At pre-specified interim analyses conducted by an independent Data Monitoring Committee, the KEYTRUDA-based regimen demonstrated a statistically significant and clinically meaningful improvement in PFS regardless of PD-L1 status compared to placebo plus chemotherapy with or without bevacizumab. The study also showed a statistically significant and clinically meaningful improvement in OS in patients whose tumors express PD-L1 (Combined Positive Score [CPS] ≥1) compared to placebo plus chemotherapy with or without bevacizumab. The safety profile of KEYTRUDA in this trial was consistent with that observed in previously reported studies; no new safety signals were identified. Results will be presented at an upcoming medical meeting and shared with regulatory authorities worldwide.

"This marks the first time a KEYTRUDA-based regimen has shown the ability to help certain patients with platinum-resistant ovarian cancer live longer, and the first time an immune checkpoint inhibitor-based regimen has demonstrated an overall survival benefit in ovarian cancer," said Dr. Gursel Aktan, vice president, global clinical development, Merck Research Laboratories. "The positive results from this trial add to the growing body of evidence supporting the potential benefit of KEYTRUDA across gynecological cancers, including this difficult-to-treat form of ovarian cancer for which patients are in need of new options."

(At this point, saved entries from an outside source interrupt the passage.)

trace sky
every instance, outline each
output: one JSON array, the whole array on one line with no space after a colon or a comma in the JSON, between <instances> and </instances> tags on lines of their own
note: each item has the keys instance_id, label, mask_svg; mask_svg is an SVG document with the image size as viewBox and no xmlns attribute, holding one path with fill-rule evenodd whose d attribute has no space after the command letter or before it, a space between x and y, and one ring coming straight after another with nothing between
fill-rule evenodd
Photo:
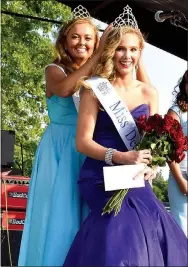
<instances>
[{"instance_id":1,"label":"sky","mask_svg":"<svg viewBox=\"0 0 188 267\"><path fill-rule=\"evenodd\" d=\"M107 27L107 24L101 21L95 20L95 23L103 30ZM172 92L186 71L187 62L149 43L145 44L142 56L150 81L158 91L159 113L164 115L173 104ZM164 179L167 180L168 167L161 170Z\"/></svg>"}]
</instances>

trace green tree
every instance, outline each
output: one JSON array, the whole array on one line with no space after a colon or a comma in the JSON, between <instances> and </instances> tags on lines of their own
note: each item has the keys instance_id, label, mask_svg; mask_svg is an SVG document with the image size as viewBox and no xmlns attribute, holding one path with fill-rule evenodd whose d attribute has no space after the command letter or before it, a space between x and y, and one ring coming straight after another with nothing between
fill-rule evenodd
<instances>
[{"instance_id":1,"label":"green tree","mask_svg":"<svg viewBox=\"0 0 188 267\"><path fill-rule=\"evenodd\" d=\"M162 171L157 173L156 178L153 180L153 191L157 198L162 202L168 202L168 181L165 181L162 176Z\"/></svg>"},{"instance_id":2,"label":"green tree","mask_svg":"<svg viewBox=\"0 0 188 267\"><path fill-rule=\"evenodd\" d=\"M57 1L2 1L2 11L65 21L70 8ZM24 175L48 123L44 67L53 59L53 23L2 14L2 129L16 133L15 161Z\"/></svg>"}]
</instances>

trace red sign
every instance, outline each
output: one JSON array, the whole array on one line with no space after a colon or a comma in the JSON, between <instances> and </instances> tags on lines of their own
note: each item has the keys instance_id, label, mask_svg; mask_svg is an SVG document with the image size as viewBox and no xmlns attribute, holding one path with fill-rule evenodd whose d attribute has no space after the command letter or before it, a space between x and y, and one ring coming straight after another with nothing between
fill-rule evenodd
<instances>
[{"instance_id":1,"label":"red sign","mask_svg":"<svg viewBox=\"0 0 188 267\"><path fill-rule=\"evenodd\" d=\"M3 173L1 178L1 208L26 210L30 178Z\"/></svg>"},{"instance_id":2,"label":"red sign","mask_svg":"<svg viewBox=\"0 0 188 267\"><path fill-rule=\"evenodd\" d=\"M2 229L23 231L25 223L25 212L3 211L2 213Z\"/></svg>"}]
</instances>

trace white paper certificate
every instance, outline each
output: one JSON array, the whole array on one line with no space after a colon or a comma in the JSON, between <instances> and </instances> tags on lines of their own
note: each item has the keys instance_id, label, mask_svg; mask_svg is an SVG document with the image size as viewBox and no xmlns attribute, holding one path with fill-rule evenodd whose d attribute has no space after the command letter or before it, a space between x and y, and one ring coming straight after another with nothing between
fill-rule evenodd
<instances>
[{"instance_id":1,"label":"white paper certificate","mask_svg":"<svg viewBox=\"0 0 188 267\"><path fill-rule=\"evenodd\" d=\"M144 164L103 167L105 191L144 187L144 168Z\"/></svg>"}]
</instances>

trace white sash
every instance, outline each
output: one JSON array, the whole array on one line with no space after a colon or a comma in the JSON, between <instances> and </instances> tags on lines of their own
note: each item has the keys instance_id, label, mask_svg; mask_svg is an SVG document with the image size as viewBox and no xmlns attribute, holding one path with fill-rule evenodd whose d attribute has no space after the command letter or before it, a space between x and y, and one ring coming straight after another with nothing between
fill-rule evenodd
<instances>
[{"instance_id":1,"label":"white sash","mask_svg":"<svg viewBox=\"0 0 188 267\"><path fill-rule=\"evenodd\" d=\"M110 118L128 150L133 150L140 140L136 123L125 103L122 103L111 83L100 77L92 77L86 82L91 86Z\"/></svg>"},{"instance_id":2,"label":"white sash","mask_svg":"<svg viewBox=\"0 0 188 267\"><path fill-rule=\"evenodd\" d=\"M55 64L55 63L51 63L51 64L49 64L48 66L55 66L55 67L59 68L59 69L65 74L65 76L67 76L67 74L65 73L64 69L63 69L61 66L59 66L59 65L57 65L57 64ZM46 66L46 68L47 68L48 66ZM78 112L78 110L79 110L79 105L80 105L79 92L76 92L74 95L72 95L72 100L73 100L74 105L75 105L75 108L76 108L76 110L77 110L77 112Z\"/></svg>"},{"instance_id":3,"label":"white sash","mask_svg":"<svg viewBox=\"0 0 188 267\"><path fill-rule=\"evenodd\" d=\"M72 100L74 102L75 108L78 112L79 110L79 105L80 105L80 95L79 92L74 93L74 95L72 95Z\"/></svg>"}]
</instances>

KEYTRUDA is not approved to treat ovarian cancer (see selected KEYTRUDA indications in the U.S. below). LYNPARZA® (olaparib), which is being jointly developed and commercialized by AstraZeneca and Merck, has three approved ovarian cancer indications in the U.S.: in first-line maintenance treatment of BRCA-mutated advanced ovarian cancer, following complete or partial response to first-line platinum-based chemotherapy; in first-line maintenance treatment of HRD-positive advanced ovarian cancer in combination with bevacizumab, following complete or partial response to first-line platinum-based chemotherapy; and in maintenance treatment of BRCA-mutated recurrent ovarian cancer, following complete or partial response to platinum-based chemotherapy. For each of these indications, patients are selected for therapy based on an FDA-approved companion diagnostic for LYNPARZA (see indications for LYNPARZA below). In 2024, Merck announced the initiation of the Phase 2/3 REJOICE-Ovarian01 trial evaluating raludotatug deruxtecan (R-DXd), an investigational potential first-in-class CDH6 directed DXd antibody-drug conjugate discovered by Daiichi Sankyo and being jointly developed with Merck, in patients with platinum-resistant ovarian cancer.